Als wir zurück am Auto sind, reden wir bei einer weiteren Brotzeit — diesmal mit Kaffee — über Unterschiede in den Kulturen. So werde ich gefragt, wie die Menschen in Deutschland leben, wie dort die Berge aussehen, und ob wir tatsächlich nur eine Frau haben dürfen. Ich zeige noch einige Fotos von den Alpen aus früheren Wanderungen, was für die Beduinen sichtlich beeindruckend ist.

Eine Beduinen-Brotzeit in den Bergen bei Hurghada.

Nach der anstrengenden Wanderung tanken wir noch einmal neue Kräfte.

Die Melancholie des Abschieds

Um 15 Uhr machen wir uns schließlich auf den Rückweg. Während der Fahrt werde ich etwas durchgeschüttelt, da wir sehr schnell über das Wüstengelände brettern. Wir müssen bis zum Sonnenuntergang zurück in Hurghada sein — dieser ist um 17 Uhr — und der Weg ist lang.

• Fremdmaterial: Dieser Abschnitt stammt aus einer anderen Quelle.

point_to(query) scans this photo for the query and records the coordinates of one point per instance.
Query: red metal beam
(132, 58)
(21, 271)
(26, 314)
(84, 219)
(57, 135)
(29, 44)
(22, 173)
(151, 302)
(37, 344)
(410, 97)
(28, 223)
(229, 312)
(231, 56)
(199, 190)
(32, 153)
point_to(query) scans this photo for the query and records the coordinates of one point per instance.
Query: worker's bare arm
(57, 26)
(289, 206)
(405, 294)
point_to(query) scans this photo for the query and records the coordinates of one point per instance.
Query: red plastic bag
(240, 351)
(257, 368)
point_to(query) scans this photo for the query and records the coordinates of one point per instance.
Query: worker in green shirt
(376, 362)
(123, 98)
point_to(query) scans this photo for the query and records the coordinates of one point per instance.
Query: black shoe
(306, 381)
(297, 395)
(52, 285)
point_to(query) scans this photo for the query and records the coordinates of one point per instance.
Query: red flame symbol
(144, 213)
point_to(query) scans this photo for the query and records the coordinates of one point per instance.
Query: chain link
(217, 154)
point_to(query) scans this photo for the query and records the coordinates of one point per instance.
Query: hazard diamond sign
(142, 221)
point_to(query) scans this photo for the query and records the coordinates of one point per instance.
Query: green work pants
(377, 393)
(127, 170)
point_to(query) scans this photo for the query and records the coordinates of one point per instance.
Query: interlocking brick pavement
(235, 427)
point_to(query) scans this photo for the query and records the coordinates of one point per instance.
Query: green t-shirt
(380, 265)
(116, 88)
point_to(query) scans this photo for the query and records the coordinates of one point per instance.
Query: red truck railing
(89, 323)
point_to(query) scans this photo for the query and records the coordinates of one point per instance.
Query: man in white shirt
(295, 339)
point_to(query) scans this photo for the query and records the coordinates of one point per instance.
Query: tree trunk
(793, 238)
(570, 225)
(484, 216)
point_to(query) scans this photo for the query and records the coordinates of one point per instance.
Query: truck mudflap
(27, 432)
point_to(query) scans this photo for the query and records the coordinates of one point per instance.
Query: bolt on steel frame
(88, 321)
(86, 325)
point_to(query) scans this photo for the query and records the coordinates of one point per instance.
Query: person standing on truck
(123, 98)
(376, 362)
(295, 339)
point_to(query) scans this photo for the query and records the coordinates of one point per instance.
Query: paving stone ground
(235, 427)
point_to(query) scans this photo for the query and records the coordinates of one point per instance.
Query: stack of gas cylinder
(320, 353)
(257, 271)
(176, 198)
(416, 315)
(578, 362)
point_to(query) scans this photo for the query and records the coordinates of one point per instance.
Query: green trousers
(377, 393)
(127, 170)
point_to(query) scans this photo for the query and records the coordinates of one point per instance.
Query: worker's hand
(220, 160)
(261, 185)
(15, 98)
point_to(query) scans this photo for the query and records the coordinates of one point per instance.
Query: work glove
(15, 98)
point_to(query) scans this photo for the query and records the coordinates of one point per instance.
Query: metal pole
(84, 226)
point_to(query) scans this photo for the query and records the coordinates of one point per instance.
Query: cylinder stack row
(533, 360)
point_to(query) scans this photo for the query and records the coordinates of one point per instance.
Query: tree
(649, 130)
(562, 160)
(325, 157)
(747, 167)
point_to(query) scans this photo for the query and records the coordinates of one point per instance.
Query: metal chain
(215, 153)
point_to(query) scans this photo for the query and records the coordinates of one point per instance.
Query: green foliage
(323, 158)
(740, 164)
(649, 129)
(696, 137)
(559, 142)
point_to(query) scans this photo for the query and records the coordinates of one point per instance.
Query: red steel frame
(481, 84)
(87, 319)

Als wir die Berge verlassen, senkt sich die Sonne bereits dem Horizont entgegen und offenbart nun hinter uns liegend ein beeindruckendes Bergpanorama. Vor uns sehen wir in der Ferne bereits die Stadt, deren Gebäude rot im abendlichen Sonnenlicht leuchten. Je weiter wir von den Bergen wegfahren, desto melancholischer werde ich. Es war ein traumhafter Tag — der Sonnenuntergang unterstreicht dies und ist ein perfekter Abschluss. Ein wenig beneide ich die Beduinen ob ihrer entspannten und ruhigen Umgebung und natürlichen Lebensweise. Aber nach diesem Tag ist mir auch klar: Es wird nicht das letzte Mal gewesen sein, dass ich in Ägypten eine Wanderung mit Beduinen mache! Ich träume jetzt bereits von der Möglichkeit, die Ruhe in der Wüsten im Freien zu genießen, unter einem atemberaubenden Sternenhimmel zu biwakieren, und am Lagerfeuer ein gemeinsames Abenteuer mit Beduinen zu genießen.

Abschied von den Bergen bei Hurghada.

Im letzten Licht des Tages geht es zurück nach Hurghada.